Roots of Contemporary Issues News

The RCI program completed another impressive year as the centerpiece of WSU’s undergraduate common curriculum. Following are several highlights.

In August, we welcomed three new postdoctoral teaching fellows. Dr. Michelle Mann (PhD, history, Brandeis University, 2016) studies the impact of French settler colonialism on European–Muslim relations in the Western Mediterranean in the 19th and 20th centuries. She brings to WSU vital experience using history to teach writing skills to students of all majors and backgrounds. Dr. Jennifer Schaefer (PhD,history, Emory University, 2015) is a scholar of modern Latin America. She is especially interested in the history of cultural articulations of political change in 20th-century Argentina. In 2016-17, Schaefer was a Postdoctoral Fellow at the Weiser Center for Emerging Democracies at the University of Michigan. Dr. Schaefer is based on the WSU-Vancouver campus. Dr. George Njung (PhD, history, University of Michigan, 2016) brought to us experience in West African History during World War I. Dr. Njung has already departed for a tenure-track position in Johannesburg, South Africa.

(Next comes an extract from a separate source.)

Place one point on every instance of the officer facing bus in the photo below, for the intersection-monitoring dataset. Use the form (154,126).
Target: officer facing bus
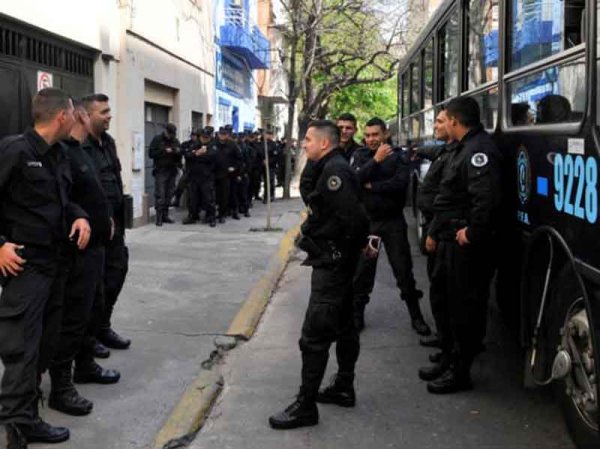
(332,235)
(462,234)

This summer we will also bid a fond adieu to Drs. Sean Wempe and Matthew Unangst, who have recently accepted tenure-track positions at California State University, Bakersfield and Jacksonville University, respectively. Drs. Wempe and Unangst have been critical members of the postdoctoral program since arriving in 2015 and 2016. This past year, Dr. Wempe joined the Roots of Contemporary Issues book series author team to contribute a volume on historical inequalities in global public health. His manuscript Revenants of a Fallen Empire also successfully passed peer review with Oxford University Press and will be published early next year. Dr. Unangst was named a LIFT faculty fellow for Spring 2018. We will miss Drs. Wempe and Unangst very much but wish them both all the best!


With classroom teaching as its centerpiece, the RCI program continues to foster innovative teaching and learning at WSU. In fall 2017, Dr. Katy Fry began work in her new role as Curriculum Coordinator for the program—a testament to her effectiveness in the classroom during the past four years. Dr. Fry has begun to oversee the mentorship and training of graduate teaching assistants and the coordination of our curricular efforts. She will also develop new lessons that bring together the latest historical scholarship and the emergence of pressing global developments and crisis today—the nexus at which RCI positions itself.

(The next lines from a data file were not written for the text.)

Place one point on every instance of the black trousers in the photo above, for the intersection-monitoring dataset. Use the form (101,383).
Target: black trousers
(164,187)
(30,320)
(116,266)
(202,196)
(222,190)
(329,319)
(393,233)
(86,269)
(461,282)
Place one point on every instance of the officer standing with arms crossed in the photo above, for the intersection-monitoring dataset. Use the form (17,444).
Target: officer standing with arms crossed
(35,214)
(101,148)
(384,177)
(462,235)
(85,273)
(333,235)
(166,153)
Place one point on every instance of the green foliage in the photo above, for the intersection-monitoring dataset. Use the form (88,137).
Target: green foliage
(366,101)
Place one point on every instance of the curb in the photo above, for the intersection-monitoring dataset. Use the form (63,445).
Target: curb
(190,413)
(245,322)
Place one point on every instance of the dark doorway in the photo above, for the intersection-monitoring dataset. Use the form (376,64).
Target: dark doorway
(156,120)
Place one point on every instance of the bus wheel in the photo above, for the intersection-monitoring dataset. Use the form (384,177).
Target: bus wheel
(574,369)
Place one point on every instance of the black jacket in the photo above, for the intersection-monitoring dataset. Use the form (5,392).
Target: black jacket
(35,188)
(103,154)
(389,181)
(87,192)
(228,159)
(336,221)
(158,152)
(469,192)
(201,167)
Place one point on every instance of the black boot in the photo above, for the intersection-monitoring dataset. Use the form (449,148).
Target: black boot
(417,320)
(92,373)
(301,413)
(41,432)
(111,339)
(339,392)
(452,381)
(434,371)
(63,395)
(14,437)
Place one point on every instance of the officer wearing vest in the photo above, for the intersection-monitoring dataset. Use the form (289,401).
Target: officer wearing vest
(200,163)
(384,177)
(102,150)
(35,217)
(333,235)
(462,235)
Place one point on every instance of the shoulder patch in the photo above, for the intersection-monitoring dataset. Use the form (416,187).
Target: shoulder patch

Dr. Fry’s new position reflects her ongoing commitment to teaching. Last year, she developed and piloted a “US West in the World” version of History 105 to capitalize on student and faculty interest in the region’s historical and contemporary importance. This year, she is a participant in the Provost’s Leadership Academy, and along with Drs. Jesse Spohnholz and Clif Stratton, holds a Provost’s Distinguished Teaching Fellowship. The fellowship offers the leadership team a chance to test out pedagogical innovations, assess their effectiveness, and scale up their efforts across the humanities. Similarly, Drs. Matthew Unangst, Michelle Mann, and Karen Phoenix were all named 2018 LIFT Faculty Fellows as part of WSU’s Transformational Change Initiative. Their selections reflect a strong commitment on the part of RCI faculty to strengthen and enhance their already effective teaching profiles.


The RCI program continues to encourage first-year undergraduates to take an active role in their own learning. In fall 2017, we took the RCI undergraduate research conference on the road to the 2nd Annual Northwest Humanities Conference at North Idaho College in Coeur d’Alene. The conference offered students the chance to network with peers and faculty at other institutions in the region and to see how historical thinking shapes and is shaped by other disciplines.

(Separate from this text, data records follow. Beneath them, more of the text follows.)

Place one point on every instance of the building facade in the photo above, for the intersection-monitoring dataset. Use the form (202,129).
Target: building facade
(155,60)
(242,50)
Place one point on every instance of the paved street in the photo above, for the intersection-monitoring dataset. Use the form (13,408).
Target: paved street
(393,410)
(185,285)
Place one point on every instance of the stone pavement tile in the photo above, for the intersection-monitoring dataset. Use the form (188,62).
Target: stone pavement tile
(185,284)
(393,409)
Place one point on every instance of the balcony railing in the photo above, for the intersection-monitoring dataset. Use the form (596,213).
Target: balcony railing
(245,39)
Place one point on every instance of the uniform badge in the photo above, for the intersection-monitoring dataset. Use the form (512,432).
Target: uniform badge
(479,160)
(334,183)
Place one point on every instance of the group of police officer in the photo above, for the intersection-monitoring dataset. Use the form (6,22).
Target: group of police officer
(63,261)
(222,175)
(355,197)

This spring, nearly 20 RCI students participated in the Showcase for Undergraduate Research and Creative Activities on the Pullman campus as part of the program’s ongoing commitment to fostering independent research among undergraduates.


Lastly, we are excited to announce the recent hire of three new postdoctoral fellows who will join us in Fall 2018. Dr. Ben Nobbs-Theissen (Emory University, 2016) is arriving by way of a postdoctoral fellowship in Trans-border Studies at Arizona State University, where he has been pursuing a project on agriculture, migration, and state formation in 20th century Bolivia.

Sarah Walsh

Dr. Sarah Walsh (University of Maryland, 2013) has been abroad on two research fellowships at the University of Sydney, Australia and most recently at the University of Lisbon, Portugal, where she has been preparing a book manuscript on the relationship between Catholicism, race, and eugenics in modern Chile. The manuscript will appear through University of Pittsburgh Press this year.

 

Brenna Miller

Last but not least, Brenna Miller (Ohio State University, 2018) also will join us following the completion of her doctoral dissertation on the ethnic and national identity of Bosnian Muslims in Cold War Yugoslavia. We are excited to welcome three top-notch scholars to the program.